I’ve obsessed over wanting chickens for nearly a decade. I love animals and own two retrievers, a Chihuahua, exotic finches, and a horse. I’ve read every book, blog and article about chickens, but I just couldn’t commit. So last January, after ten years, five books, two Martha Stewart episodes and a bottle of wine, I placed my online order: $4.95 for four baby chicks. Then I quite simply forgot about it.

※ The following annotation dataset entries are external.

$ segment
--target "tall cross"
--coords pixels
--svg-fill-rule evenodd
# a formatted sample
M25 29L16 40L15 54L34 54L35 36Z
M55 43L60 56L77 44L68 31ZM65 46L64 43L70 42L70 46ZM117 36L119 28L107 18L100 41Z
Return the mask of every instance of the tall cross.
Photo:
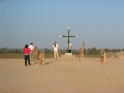
M77 37L77 36L70 36L70 28L68 28L68 35L67 36L60 36L60 37L68 38L68 48L69 48L70 38L74 38L74 37Z

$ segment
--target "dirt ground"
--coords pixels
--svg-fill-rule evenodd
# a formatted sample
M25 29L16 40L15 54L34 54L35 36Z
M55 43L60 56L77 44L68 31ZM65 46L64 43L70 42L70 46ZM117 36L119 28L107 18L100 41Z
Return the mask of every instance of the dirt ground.
M0 59L0 93L124 93L124 59L45 63Z

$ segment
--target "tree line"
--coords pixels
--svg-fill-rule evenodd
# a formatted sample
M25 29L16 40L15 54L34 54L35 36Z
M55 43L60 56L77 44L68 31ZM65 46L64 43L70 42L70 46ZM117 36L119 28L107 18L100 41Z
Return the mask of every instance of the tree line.
M52 54L53 53L53 51L51 49L47 49L47 48L38 49L38 53L40 53L41 50L44 50L44 52L46 54ZM88 48L88 49L85 48L84 49L84 54L87 54L87 55L90 55L90 54L92 54L92 55L99 55L100 50L101 49L97 49L95 47ZM104 50L106 51L106 53L108 53L108 52L116 53L116 52L124 51L124 49L108 49L108 48L105 48ZM65 50L65 49L60 49L60 51L59 51L59 53L61 53L61 54L64 54L66 52L67 52L67 50ZM9 49L7 47L6 48L0 48L0 53L1 54L3 54L3 53L23 53L23 49L18 49L18 48ZM72 50L72 53L73 54L78 54L79 53L79 50L73 49Z

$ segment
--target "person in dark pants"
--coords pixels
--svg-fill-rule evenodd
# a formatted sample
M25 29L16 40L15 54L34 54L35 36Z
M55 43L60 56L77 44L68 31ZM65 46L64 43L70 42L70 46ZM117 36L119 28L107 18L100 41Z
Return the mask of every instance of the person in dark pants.
M25 48L23 49L24 51L24 59L25 59L25 66L27 66L27 61L28 61L28 64L30 64L30 52L31 52L31 49L28 48L28 45L25 45Z
M72 49L72 44L69 41L69 46L67 44L67 51L68 51L68 53L71 53L71 49Z

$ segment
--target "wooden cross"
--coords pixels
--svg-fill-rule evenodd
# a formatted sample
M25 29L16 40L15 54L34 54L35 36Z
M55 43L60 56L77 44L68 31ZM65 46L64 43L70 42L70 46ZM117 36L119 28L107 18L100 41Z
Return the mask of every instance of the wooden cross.
M69 47L70 38L75 38L77 36L70 36L70 28L68 28L68 35L67 36L62 35L60 37L68 38L68 47Z

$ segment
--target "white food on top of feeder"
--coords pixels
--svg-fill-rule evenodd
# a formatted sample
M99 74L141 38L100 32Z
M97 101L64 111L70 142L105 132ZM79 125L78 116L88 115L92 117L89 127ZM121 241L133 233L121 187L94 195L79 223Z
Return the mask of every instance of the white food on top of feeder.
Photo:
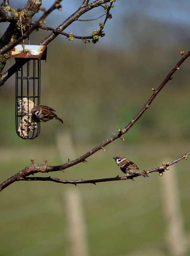
M37 127L37 123L34 122L31 114L31 110L34 106L34 102L26 98L18 100L18 111L23 115L18 132L20 136L23 138L28 138L29 131L33 131Z

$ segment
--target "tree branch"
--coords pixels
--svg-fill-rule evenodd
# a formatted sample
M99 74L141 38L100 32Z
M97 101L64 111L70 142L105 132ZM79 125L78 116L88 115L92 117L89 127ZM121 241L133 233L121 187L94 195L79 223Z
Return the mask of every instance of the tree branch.
M168 74L164 81L162 82L160 86L157 89L152 88L153 93L149 100L145 104L142 109L139 112L136 116L130 122L129 124L127 126L124 128L123 129L119 129L119 132L117 133L116 132L109 139L105 140L99 145L98 145L91 150L90 150L83 156L80 157L78 158L73 161L69 161L67 163L58 166L49 166L46 165L47 160L42 164L34 164L34 159L31 160L31 164L29 166L25 167L23 170L20 171L16 174L14 175L12 177L9 178L4 182L0 184L0 191L8 186L12 183L16 182L21 180L49 180L51 181L54 181L55 182L63 183L70 183L76 184L78 183L93 183L95 184L98 182L105 182L106 181L110 181L112 180L122 180L123 179L133 179L133 177L136 177L137 175L131 176L129 177L119 178L117 176L114 178L108 178L106 179L101 179L97 180L82 180L74 181L68 181L59 180L57 178L51 178L51 177L46 177L45 178L41 177L29 177L27 178L27 176L31 174L33 174L37 172L55 172L57 171L62 170L77 164L80 162L86 162L86 159L94 154L100 149L102 149L104 151L105 150L104 147L108 145L109 144L112 142L114 140L120 138L123 140L124 139L121 137L121 135L126 133L129 130L134 124L140 118L140 117L145 112L145 111L148 108L150 108L150 105L158 94L161 90L163 88L164 86L170 80L172 80L172 76L177 70L179 69L179 67L182 64L184 60L190 55L190 52L189 52L183 56L183 53L181 52L180 54L182 55L182 57L180 60L178 62L177 64L172 69L171 71ZM157 167L153 169L146 171L147 173L151 173L155 172L159 172L160 176L163 175L163 172L165 171L165 170L167 170L168 169L168 166L174 164L177 162L179 161L182 159L185 159L187 160L188 156L190 154L190 151L188 152L184 155L182 156L177 159L170 162L170 163L166 163L166 164L163 163L162 165L159 167ZM38 179L39 179L38 180Z
M9 6L9 0L4 0L3 1L3 4L5 7Z
M190 151L189 151L185 154L182 156L180 157L177 158L176 160L173 161L170 163L167 163L165 164L163 163L162 165L148 171L145 171L147 173L151 173L155 172L159 172L160 176L162 176L163 172L166 171L166 170L168 170L169 168L168 166L176 164L177 162L185 159L186 160L188 159L188 156L190 154ZM33 162L34 159L33 159ZM96 183L100 182L105 182L108 181L116 181L118 180L134 180L134 178L140 176L140 174L135 174L134 175L130 175L130 176L119 177L119 176L114 178L104 178L103 179L96 179L95 180L61 180L57 178L52 178L49 177L26 177L26 175L28 176L31 174L33 174L35 172L45 172L47 166L45 164L41 165L34 165L33 163L26 167L22 171L21 171L15 174L12 177L9 178L4 182L0 184L0 191L1 191L6 187L16 181L52 181L57 183L62 183L63 184L73 184L76 186L78 184L86 184L87 183L91 183L96 185ZM37 169L38 170L37 171Z
M109 2L110 0L96 0L92 3L89 4L88 4L89 0L84 0L82 4L79 7L78 10L63 23L62 23L59 27L58 27L56 28L56 30L60 30L60 31L63 31L73 22L77 20L80 16L86 12L88 12L95 7L98 7L103 4ZM43 16L43 18L41 17L39 21L41 20L44 19L44 18L45 18ZM40 22L39 23L40 23ZM21 42L23 39L24 39L25 38L27 38L29 34L35 29L36 27L37 27L39 25L39 24L38 24L37 26L36 23L35 23L35 24L34 25L35 26L35 27L34 28L33 26L33 27L29 30L29 32L28 30L24 34L23 36L20 37L19 40L16 41L17 42L17 44L18 42ZM49 44L49 43L53 40L59 34L57 32L53 32L51 33L50 35L43 40L43 41L42 41L39 44L40 45L47 45L47 44ZM12 47L10 47L8 49L6 48L6 51L5 50L4 52L0 52L0 54L3 54L3 52L4 53L5 52L7 52L10 50L11 50L11 49L14 47L14 46L16 46L16 44L14 44L14 46L12 45ZM11 49L10 49L10 48L11 48ZM18 64L20 64L20 65L21 64L20 62L19 62L18 63ZM3 85L5 82L15 72L17 66L15 65L13 65L2 75L1 78L0 78L0 87L1 86Z
M57 0L57 2L60 2L62 0ZM44 19L51 12L52 12L52 11L58 8L58 6L57 6L57 4L58 4L57 2L55 2L54 4L52 6L47 10L47 11L44 12L43 14L41 16L39 20L35 22L31 28L29 28L23 34L23 36L20 37L17 40L14 42L12 44L11 44L6 49L4 49L1 50L1 51L0 51L0 55L2 55L6 52L7 52L16 46L17 44L18 44L22 42L23 39L25 39L27 38L29 35L30 35L30 34L31 34L33 30L37 28L40 24L43 22Z

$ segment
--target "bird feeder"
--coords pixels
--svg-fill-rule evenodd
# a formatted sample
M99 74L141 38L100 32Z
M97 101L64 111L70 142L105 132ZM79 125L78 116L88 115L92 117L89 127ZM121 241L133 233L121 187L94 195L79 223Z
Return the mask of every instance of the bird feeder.
M15 119L16 131L22 139L37 138L40 123L31 109L40 104L41 60L46 60L46 46L18 45L10 52L16 62Z

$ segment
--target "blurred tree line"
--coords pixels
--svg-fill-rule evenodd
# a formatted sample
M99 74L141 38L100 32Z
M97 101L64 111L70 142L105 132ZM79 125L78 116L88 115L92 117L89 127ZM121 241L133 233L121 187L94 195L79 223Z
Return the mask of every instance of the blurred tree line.
M76 40L65 42L59 36L48 46L47 62L42 63L41 103L55 109L64 126L53 121L42 124L35 143L51 143L52 134L60 129L69 130L76 143L106 139L136 115L151 95L151 88L159 86L179 60L180 51L189 50L187 26L163 19L159 22L146 15L146 5L140 2L135 1L133 9L131 6L121 17L122 26L116 34L121 33L121 40L114 38L106 47L105 38L100 43L86 45ZM33 33L31 42L39 42L39 33L42 37L45 34ZM128 141L169 141L189 137L189 61L129 132ZM4 110L1 144L21 143L14 128L13 76L2 87L0 97Z

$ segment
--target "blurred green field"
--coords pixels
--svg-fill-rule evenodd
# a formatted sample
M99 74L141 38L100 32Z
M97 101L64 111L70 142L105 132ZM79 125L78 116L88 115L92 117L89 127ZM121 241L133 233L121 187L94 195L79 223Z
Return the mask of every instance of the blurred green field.
M151 88L158 87L180 59L180 51L189 50L188 42L182 42L168 47L143 46L123 52L100 50L96 45L76 47L63 42L60 49L58 44L54 42L48 46L47 62L42 65L41 104L56 109L64 124L51 121L41 124L36 140L18 138L12 77L0 93L3 109L1 182L30 164L33 158L36 164L47 159L50 165L75 159L127 126L150 97ZM112 158L116 155L126 155L141 169L147 170L188 151L190 61L186 61L151 109L124 136L125 142L117 140L106 147L105 152L90 157L88 163L64 173L41 176L67 180L115 177L122 174ZM187 240L189 161L181 161L174 167ZM172 167L168 171L172 171ZM82 198L89 255L170 256L163 214L165 176L154 173L135 181L76 187L50 182L13 184L0 193L0 256L71 256L65 203L71 188Z
M165 160L174 160L185 153L188 146L184 144L178 148L177 144L171 144L167 150L163 150L161 144L154 147L149 144L134 146L124 143L121 140L116 142L121 153L128 152L129 158L135 160L145 169L159 166ZM69 180L121 176L111 157L116 154L114 147L108 146L106 149L105 152L101 151L98 156L89 158L88 163L78 164L64 173L45 176ZM1 148L1 180L30 164L29 158L26 157L28 151L30 158L33 156L37 161L36 163L43 162L43 155L48 155L51 156L49 165L59 164L60 161L59 150L52 146L51 148L39 146L32 152L29 148L23 147L22 151L25 153L22 158L15 149ZM187 239L190 230L189 166L188 161L184 160L175 166ZM172 171L171 167L168 172ZM40 182L13 184L0 195L0 255L69 255L67 253L70 244L65 202L68 190L72 189L82 199L90 255L150 256L153 252L155 255L169 255L163 216L162 179L164 178L165 175L160 177L154 173L147 179L140 177L135 181L112 182L96 186L76 187Z

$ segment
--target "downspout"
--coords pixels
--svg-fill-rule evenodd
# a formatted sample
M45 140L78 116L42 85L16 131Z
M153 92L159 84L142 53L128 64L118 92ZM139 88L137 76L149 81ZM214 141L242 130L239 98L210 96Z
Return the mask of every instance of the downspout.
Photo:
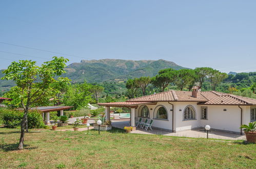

Nothing could have prepared me for the small peeping box that showed up at my front door via U.S. mail four months later. I had decided on four different Heritage breeds that are known for good temperament, can withstand hot weather and are also brown egg layers. The chicks had arrived. Thank goodness I have a Yankee city-slicker turned country-girl friend who knew exactly what to do. Tractor Supply has an entire aisle dedicated to raising chicks. Supplies are pretty basic and affordable. For the first two months all you need is a cardboard box, some pine shavings, a chick waterer, feeder, feed, and a warming lamp.
Baby chicks are adorable and my children loved to help take care of them. Chicks need to stay in a garage or basement and be kept at a very warm temperature for the first few weeks. However, they grow fast! The fabulous cottage-style wooden coop I ordered once the chicks arrived had an 8-week lead time, so by the time it arrived they had already grown into gangly, pooping pullets. Coops need to have at least one nesting box per three chickens, a roosting perch a few inches from the floor and protection from wind, cold, and critters.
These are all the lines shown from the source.